Thermometer or Thermostat?

The discussion the other day was about the church. A metaphorical question was raised: Is the Church a thermometer or thermostat?

One could explore that thought in a variety of ways, but let’s ask that question about how we worship currently. Is what we do on a Sunday morning a mere reflection of the cultural temperature of the world around us? Or, could it possibly be that the celebrations of little bands of God’s people on the Lord’s Day might affect the worldly culture with needed changes?

The temptation, of course, is to set our liturgical thermostat so that it corresponds to the desires and values of potential pew-sitters. If we want the younger generation, then we might do well, we think, to re-set the liturgy to look and sound like what they like.

That approach is doomed to failure, because sooner than later the culture shifts. The latest and greatest quickly becomes old hat, and the worship planners scramble to keep up with the curve.

The direction for our worship, then, comes from outside, from unreliable sources if you’re looking for lasting values and eternal truths.

This is not to say that twenty-first century worship should avoid everything new.
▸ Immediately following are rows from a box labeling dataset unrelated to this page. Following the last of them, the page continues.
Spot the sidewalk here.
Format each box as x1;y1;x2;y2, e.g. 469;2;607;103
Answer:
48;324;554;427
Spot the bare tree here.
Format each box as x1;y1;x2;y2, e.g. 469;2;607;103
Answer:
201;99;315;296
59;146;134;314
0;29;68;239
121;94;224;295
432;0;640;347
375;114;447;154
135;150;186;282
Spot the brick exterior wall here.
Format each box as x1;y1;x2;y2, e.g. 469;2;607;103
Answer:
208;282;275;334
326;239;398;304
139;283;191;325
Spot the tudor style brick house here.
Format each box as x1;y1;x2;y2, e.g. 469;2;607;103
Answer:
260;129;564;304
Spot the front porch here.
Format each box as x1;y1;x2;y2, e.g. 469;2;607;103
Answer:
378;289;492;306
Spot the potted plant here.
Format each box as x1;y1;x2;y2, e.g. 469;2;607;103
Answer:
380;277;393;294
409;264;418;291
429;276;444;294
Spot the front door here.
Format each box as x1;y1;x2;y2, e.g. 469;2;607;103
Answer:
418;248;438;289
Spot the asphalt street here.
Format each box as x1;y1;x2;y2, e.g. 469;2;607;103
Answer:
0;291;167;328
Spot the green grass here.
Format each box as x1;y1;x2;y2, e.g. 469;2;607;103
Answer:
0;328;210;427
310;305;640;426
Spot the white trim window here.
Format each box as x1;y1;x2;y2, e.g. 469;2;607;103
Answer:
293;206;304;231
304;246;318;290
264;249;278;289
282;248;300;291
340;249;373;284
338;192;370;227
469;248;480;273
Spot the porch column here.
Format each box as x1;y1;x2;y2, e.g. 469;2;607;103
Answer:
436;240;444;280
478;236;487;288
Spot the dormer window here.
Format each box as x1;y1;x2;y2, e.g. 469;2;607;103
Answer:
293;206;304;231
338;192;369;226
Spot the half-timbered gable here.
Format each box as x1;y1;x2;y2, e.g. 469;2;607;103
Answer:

Surely new liturgy is being created week-in-and-week-out in congregations around the world. Hymns are composed, prayers crafted, sermons delivered, believers and their children bathed, and people share a meal of bread and wine, all fresh and relevant to a particular time and place. At the same time, the content and message of today’s worship comes from another source.

Christian liturgy carries content designed to affect the people of God, and through them to change the world’s culture. In a very real sense, the substance of Christian worship is subversive, seeking to undermine prevailing unholy values. Yet sometimes the way we prepare and present worship serves to edit the message so it is less radical and more acceptable to the people in the pews.

For example, I always wonder why it is that a pastor or session or perhaps someone else in authority decides to omit a Prayer of Confession. Is it perhaps because there is an underlying conviction that no one there really has much if anything to confess, either to admit in front of everyone else in the room or, much less, to disclose to the Almighty?

Even if a prayer of confession is in the order of service, it can also be edited in such fashion as to be a spoonful of sugar rather than a bitter pill to swallow. Consider this familiar prayer that begins, “Merciful God, we confess that we have sinned against you in thought, word, and deed, by what we have done, and by what we have left undone. We have not loved you with our whole heart and mind and strength. We have not loved our neighbors as ourselves. . . .” That may be more honesty than some can tolerate. I remember one parishioner who regularly confronted me after church asserting, “I’m not as bad as it said in that prayer of confession.” He wanted a thermometer to read him as he thought he was, rather than a thermostat to point to how he ought to be, as indicated in the balance of that prayer: “In your mercy forgive what we have been, help us amend what we are, and direct what we shall be, so that we may delight in your will and walk in your ways, to the glory of your holy name.”

In the same fashion, the Confession of Faith can be left out altogether because the quaint concepts in the Nicene or Apostles’ Creeds are deemed irrelevant to our modern needs. I think it may have been the same parishioner I mentioned above who complained about the historic creeds as being “words put in his mouth.” Of course, a home-made creedal affirmation can be assembled that is more satisfactory to the general populace, but it will likely be theologically thin.

And sermons are at particular risk here. I always thought I was fairly straightforward in proclaiming the Gospel as both good news of God’s grace and a call for repentance and renewal. On retiring I found, however, that I felt much freer to preach the Gospel in full when the people listening were not paying my salary. We like to think there is not such pressure, but there really is.

At any rate, the purpose of worship is not to make us cozy and comfortable in the fact that God loves us. We come together to be renewed and resurrected to a life with the risen Christ. Sometimes this sounds more like bad news than good. That’s when we should start to see liturgy not as a thermometer that tells us where we are, but as a thermostat to regulate the temperature of our passion for Christian service and witness.

Do you ever take the opportunity to review a worship service with others? Have you ever noticed adjustments or softening of the Gospel’s demands and requirements?